Fly Me to the Moon

It’s interesting to see how people talk about Linked Data & RDF these days. Most of the time the discussions talk about one specific feature of the technology stack which either rocks or sucks, depending on which side the author stands.

Let’s start with what are for me the best two pages about RDF I’ve read since I started working with the technology five years ago: Irene Polikoff in my opinion summarizes perfectly what RDF is about:

The ability to combine multiple data sources into a whole that is greater than the sum of its parts can let the business glean new insights. So how can IT combine multiple data sources with different structures while retaining the flexibility to add new ones into the mix as you go along? How do you query the combined data? How do you look for patterns across subsets of data that came from different sources?

The article gives a very good idea of when you need what parts of the RDF stack to tackle these kind of questions. The reason why I started reading into RDF & Linked Data is because I think RDF can solve these kind of questions in a time and money efficient way up to the scale of global companies and governments. And this is the scale I’m really interested in.

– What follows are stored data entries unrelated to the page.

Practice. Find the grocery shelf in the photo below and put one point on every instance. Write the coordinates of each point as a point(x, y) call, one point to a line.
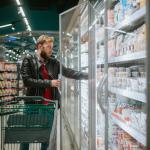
point(130, 94)
point(128, 57)
point(8, 87)
point(141, 138)
point(135, 17)
point(8, 95)
point(1, 71)
point(114, 147)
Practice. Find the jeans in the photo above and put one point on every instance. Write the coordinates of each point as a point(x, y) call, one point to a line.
point(25, 146)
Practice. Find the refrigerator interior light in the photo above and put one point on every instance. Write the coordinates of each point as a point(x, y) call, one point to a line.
point(6, 25)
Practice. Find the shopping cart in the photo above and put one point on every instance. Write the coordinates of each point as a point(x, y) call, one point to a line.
point(30, 124)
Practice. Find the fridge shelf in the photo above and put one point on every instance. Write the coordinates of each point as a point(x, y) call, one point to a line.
point(129, 94)
point(129, 57)
point(129, 21)
point(141, 138)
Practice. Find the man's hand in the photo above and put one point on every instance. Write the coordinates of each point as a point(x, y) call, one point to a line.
point(55, 83)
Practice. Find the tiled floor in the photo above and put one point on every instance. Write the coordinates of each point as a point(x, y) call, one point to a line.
point(66, 145)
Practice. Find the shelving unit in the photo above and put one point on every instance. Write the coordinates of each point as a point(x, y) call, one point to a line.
point(128, 61)
point(121, 57)
point(141, 138)
point(9, 75)
point(131, 20)
point(129, 94)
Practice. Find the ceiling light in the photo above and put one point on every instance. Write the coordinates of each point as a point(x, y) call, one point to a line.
point(6, 25)
point(18, 2)
point(28, 28)
point(21, 11)
point(26, 21)
point(34, 40)
point(12, 28)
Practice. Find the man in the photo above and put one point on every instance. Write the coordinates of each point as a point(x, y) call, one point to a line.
point(40, 75)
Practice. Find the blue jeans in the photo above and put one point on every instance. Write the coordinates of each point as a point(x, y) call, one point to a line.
point(25, 146)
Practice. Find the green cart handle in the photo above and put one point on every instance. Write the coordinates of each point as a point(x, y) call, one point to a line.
point(40, 98)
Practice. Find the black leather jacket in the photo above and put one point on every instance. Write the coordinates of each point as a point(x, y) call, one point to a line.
point(34, 82)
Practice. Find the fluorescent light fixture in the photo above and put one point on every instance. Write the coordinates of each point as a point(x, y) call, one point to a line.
point(34, 40)
point(28, 28)
point(26, 21)
point(22, 11)
point(18, 2)
point(6, 25)
point(13, 28)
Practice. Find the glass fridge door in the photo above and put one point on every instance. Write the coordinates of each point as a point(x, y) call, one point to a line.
point(127, 75)
point(74, 55)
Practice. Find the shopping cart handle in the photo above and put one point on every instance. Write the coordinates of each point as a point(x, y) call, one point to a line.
point(37, 98)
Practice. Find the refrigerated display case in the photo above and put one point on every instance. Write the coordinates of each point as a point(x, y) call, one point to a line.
point(9, 82)
point(127, 75)
point(77, 46)
point(111, 45)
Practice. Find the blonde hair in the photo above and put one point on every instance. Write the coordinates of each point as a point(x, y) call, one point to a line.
point(44, 38)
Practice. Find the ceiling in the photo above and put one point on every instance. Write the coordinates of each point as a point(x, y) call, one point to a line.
point(41, 14)
point(43, 18)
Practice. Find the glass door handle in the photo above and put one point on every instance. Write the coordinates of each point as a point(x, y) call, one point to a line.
point(99, 94)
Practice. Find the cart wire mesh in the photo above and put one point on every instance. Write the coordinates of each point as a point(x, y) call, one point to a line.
point(32, 124)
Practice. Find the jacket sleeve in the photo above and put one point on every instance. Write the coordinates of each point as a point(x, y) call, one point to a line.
point(27, 76)
point(70, 73)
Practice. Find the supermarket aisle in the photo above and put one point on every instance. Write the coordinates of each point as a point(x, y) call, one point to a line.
point(66, 145)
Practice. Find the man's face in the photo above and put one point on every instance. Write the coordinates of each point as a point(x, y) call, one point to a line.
point(46, 50)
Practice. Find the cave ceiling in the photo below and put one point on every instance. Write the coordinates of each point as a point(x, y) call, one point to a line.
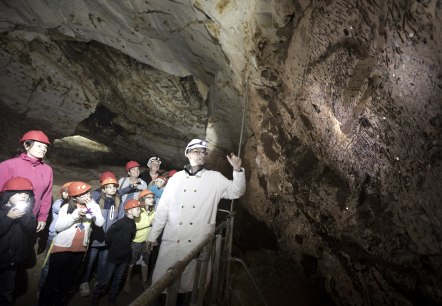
point(342, 139)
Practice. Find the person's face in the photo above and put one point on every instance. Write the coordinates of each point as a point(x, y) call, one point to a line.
point(110, 189)
point(136, 211)
point(37, 149)
point(134, 172)
point(83, 199)
point(160, 183)
point(154, 166)
point(149, 200)
point(20, 199)
point(197, 157)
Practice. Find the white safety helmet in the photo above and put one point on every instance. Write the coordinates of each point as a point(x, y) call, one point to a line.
point(152, 159)
point(196, 143)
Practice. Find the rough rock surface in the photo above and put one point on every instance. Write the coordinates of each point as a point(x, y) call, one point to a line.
point(343, 126)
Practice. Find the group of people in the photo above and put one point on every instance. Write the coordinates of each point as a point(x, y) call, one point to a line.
point(119, 224)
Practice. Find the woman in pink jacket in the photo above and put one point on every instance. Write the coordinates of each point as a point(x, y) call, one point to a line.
point(30, 165)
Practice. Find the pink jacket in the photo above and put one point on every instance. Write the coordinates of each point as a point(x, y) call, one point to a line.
point(38, 173)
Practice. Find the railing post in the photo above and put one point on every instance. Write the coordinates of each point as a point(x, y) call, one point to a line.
point(204, 257)
point(229, 238)
point(195, 292)
point(172, 291)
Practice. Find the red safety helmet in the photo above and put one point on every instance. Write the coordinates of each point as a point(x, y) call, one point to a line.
point(144, 193)
point(35, 135)
point(17, 183)
point(65, 186)
point(131, 164)
point(78, 188)
point(106, 175)
point(109, 180)
point(132, 204)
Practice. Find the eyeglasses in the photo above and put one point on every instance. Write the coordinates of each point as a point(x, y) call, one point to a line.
point(199, 152)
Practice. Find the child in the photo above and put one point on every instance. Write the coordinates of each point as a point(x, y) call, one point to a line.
point(131, 185)
point(118, 239)
point(17, 232)
point(73, 226)
point(111, 209)
point(158, 188)
point(55, 210)
point(139, 250)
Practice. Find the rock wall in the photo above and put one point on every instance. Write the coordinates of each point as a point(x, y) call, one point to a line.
point(342, 141)
point(346, 146)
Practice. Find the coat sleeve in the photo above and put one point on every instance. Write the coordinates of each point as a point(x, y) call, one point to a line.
point(66, 220)
point(233, 189)
point(27, 222)
point(5, 173)
point(46, 199)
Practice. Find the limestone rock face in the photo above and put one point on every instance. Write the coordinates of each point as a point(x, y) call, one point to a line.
point(342, 135)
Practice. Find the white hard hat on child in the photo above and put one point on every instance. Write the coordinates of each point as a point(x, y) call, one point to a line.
point(196, 143)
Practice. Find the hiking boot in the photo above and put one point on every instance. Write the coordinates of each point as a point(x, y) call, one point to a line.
point(84, 289)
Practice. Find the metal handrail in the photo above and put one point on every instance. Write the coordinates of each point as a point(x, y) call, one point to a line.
point(153, 292)
point(219, 285)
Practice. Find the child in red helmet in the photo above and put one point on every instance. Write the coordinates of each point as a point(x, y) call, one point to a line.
point(17, 233)
point(112, 209)
point(118, 239)
point(73, 225)
point(139, 251)
point(64, 197)
point(131, 185)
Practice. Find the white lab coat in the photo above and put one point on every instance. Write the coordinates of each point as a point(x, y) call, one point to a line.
point(187, 211)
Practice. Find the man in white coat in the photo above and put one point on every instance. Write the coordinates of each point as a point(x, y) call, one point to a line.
point(187, 209)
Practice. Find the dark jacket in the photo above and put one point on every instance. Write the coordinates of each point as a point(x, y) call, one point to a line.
point(110, 214)
point(17, 239)
point(119, 240)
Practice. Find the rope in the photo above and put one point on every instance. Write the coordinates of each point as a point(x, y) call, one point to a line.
point(245, 102)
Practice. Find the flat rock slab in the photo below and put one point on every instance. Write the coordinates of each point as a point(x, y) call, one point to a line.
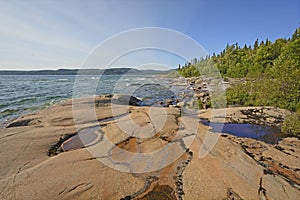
point(235, 168)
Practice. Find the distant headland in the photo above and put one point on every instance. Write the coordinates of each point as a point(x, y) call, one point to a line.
point(110, 71)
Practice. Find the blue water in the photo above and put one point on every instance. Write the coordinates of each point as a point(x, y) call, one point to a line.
point(25, 94)
point(267, 134)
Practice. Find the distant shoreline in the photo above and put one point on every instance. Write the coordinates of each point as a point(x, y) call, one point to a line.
point(110, 71)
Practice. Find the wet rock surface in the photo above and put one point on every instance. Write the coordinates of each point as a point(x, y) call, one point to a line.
point(235, 168)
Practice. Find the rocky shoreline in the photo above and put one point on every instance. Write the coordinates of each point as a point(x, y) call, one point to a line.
point(42, 157)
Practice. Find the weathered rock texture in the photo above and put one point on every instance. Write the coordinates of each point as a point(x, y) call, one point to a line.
point(42, 158)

And this brings us to the other end of what we need to become mainstream with a technology: The average (web) developer. It’s still painfully hard to use the highly flexible data model you get with RDF to create user interfaces. I know this because me and some colleagues work on this for some time now and it’s also the domain where we see a lot of (often negative) postings about Linked Data and RDF. Some examples:

What they have in common is that they only look at the Semantic Web stack from their particular, limited perspective. The things they criticize are mostly correct, in its own small world. What they fail to see is that the Semantic Web does not try to solve a problem that is easy but one that is pretty hard: Find a way to split up the web of documents in a web of data and make sure that machines can help us interpreting it and make our life easier. I wasn’t aware of the real complexity of this before I started working with the RDF stack.

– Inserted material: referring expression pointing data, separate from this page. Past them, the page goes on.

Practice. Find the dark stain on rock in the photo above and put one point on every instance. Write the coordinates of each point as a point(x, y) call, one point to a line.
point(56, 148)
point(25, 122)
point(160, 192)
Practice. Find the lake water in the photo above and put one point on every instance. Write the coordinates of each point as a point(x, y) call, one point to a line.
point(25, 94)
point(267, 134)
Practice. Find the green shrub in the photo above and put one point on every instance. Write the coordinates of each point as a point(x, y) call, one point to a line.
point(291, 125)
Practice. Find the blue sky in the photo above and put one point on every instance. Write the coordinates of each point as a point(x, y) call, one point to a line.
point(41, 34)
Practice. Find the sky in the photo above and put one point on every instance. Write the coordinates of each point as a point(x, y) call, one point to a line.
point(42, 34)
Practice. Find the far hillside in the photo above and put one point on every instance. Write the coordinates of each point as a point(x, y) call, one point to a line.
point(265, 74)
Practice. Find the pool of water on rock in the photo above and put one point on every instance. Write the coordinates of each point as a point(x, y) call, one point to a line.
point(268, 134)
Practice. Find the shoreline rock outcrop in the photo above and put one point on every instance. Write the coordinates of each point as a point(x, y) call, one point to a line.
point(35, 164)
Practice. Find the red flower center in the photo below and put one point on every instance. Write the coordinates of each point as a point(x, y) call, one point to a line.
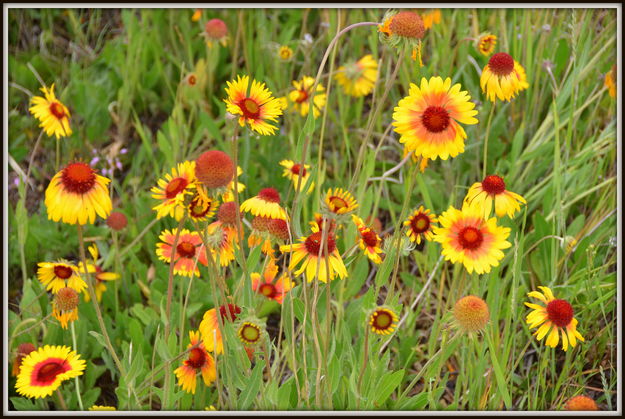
point(57, 110)
point(229, 312)
point(268, 290)
point(269, 195)
point(63, 272)
point(501, 64)
point(313, 244)
point(250, 108)
point(470, 238)
point(420, 223)
point(435, 119)
point(493, 185)
point(560, 312)
point(45, 374)
point(186, 249)
point(175, 186)
point(78, 178)
point(197, 358)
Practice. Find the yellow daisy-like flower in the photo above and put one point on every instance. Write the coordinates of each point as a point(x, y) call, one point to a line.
point(52, 114)
point(300, 96)
point(57, 275)
point(486, 44)
point(255, 108)
point(340, 201)
point(420, 225)
point(43, 370)
point(493, 190)
point(469, 239)
point(555, 315)
point(293, 171)
point(308, 250)
point(368, 241)
point(198, 361)
point(173, 189)
point(358, 78)
point(265, 204)
point(76, 194)
point(428, 119)
point(383, 321)
point(503, 77)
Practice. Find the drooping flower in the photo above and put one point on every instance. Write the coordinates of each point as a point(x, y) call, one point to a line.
point(420, 225)
point(266, 286)
point(492, 190)
point(428, 119)
point(43, 370)
point(198, 361)
point(555, 316)
point(503, 77)
point(189, 251)
point(368, 241)
point(209, 326)
point(57, 275)
point(173, 189)
point(468, 238)
point(293, 171)
point(309, 250)
point(76, 194)
point(256, 108)
point(383, 321)
point(51, 113)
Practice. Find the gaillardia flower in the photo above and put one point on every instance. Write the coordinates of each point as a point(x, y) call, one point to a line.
point(43, 370)
point(293, 171)
point(76, 194)
point(265, 204)
point(173, 189)
point(383, 321)
point(503, 77)
point(358, 78)
point(52, 114)
point(555, 315)
point(492, 190)
point(300, 96)
point(428, 119)
point(209, 326)
point(198, 361)
point(368, 241)
point(309, 250)
point(420, 225)
point(486, 44)
point(57, 275)
point(255, 108)
point(469, 239)
point(189, 251)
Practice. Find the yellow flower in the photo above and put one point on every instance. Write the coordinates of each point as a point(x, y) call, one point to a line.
point(300, 96)
point(428, 119)
point(503, 77)
point(493, 190)
point(557, 316)
point(52, 114)
point(469, 239)
point(43, 370)
point(358, 78)
point(76, 194)
point(256, 108)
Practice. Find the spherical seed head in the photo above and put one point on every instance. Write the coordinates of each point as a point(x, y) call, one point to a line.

Now there are several options to handle this:

  • Ignore everything else than what you are trying to solve: JSON-LD is great, it probably does make things easier for a lot of developers. Manu states that he never had the need for a quadstore and SPARQL in +7 years of working with the technology stack. Good for him but then we obviously don’t solve the same kind of problems. This is not a problem at all but it’s important to keep in mind when we compare technologies.
  • Reinvent the wheel: Jens Ohlig first rants about Semantic Web and then explains for 30 minutes why Wikidata is so much work: unique identifiers, relationship between data, ontologies, provenance, multiple languages etc. I understand that Wikidata decided against using RDF and go for what they know best, which is probably PHP & MySQL. But it doesn’t help your point if you show me that in the end you solve exactly the same kind of problems RDF defined in W3C standards. You just build yet another data silo.
  • Not invented here. The Nepomuk project was funded by an EU FP7 research grant and I guess that none of the guys which originally worked on the RDF code are still there. The new guys probably mainly know key/value stores and didn’t understand RDF or graphs. The normal reaction in this case is to throw things away and start from scratch, instead of learning something which looks unfamiliar at first.
  • Accept that the world is complicated and continue working on the missing parts of the stack.

Manu Sporny:

TL;DR: The desire for better Web APIs is what motivated the creation of JSON-LD, not the Semantic Web. If you want to make the Semantic Web a reality, stop making the case for it and spend your time doing something more useful, like actually making machines smarter or helping people publish data in a way that’s useful to them.

I fully agree Manu but again, there are more problems out there than the ones JSON-LD tries to address. I think Brian Sletten summarized this best in a recent posting at semanticweb.com:

Fundamentally, however, I think the problem comes down to the fact that the Semantic Web technology stack gets a lot of criticism for not hiding the fact that Reality is Hard. The kind of Big Enterprise software sales that get attention promise to hide the details, protect you from complexity, to sweep everything under the rug.

[lots of more good stuff]

What is the alternative? If we abandon these ideas, what do we turn to? The answer after even the briefest consideration is that there is nothing else on the table. No other technology purports to attempt to solve the wide variety of problems that RDF, RDFS, OWL, SPARQL, RDFa, JSON-LD, etc. do.

I couldn’t agree more. You can be big enough that you do all this work on your own. If you are Google or Facebook that might even make sense. For everyone else, go with the standards. Even Google recommends you this.

I’m glad that Manu Sporny accepted to keep JSON-LD RDF compatible, as they solved a lot of interesting problems around JSON-LD like graph normalization and data signing. Maybe we need more people like him which “stop making the case for it and spend [their] time doing something useful”. But at the same time we need the guys who want to bring us to the moon. I’m glad Tim Berners-Lee decided to do so more than 20 years ago when he wrote his ‘Vague, but exciting’ proposal.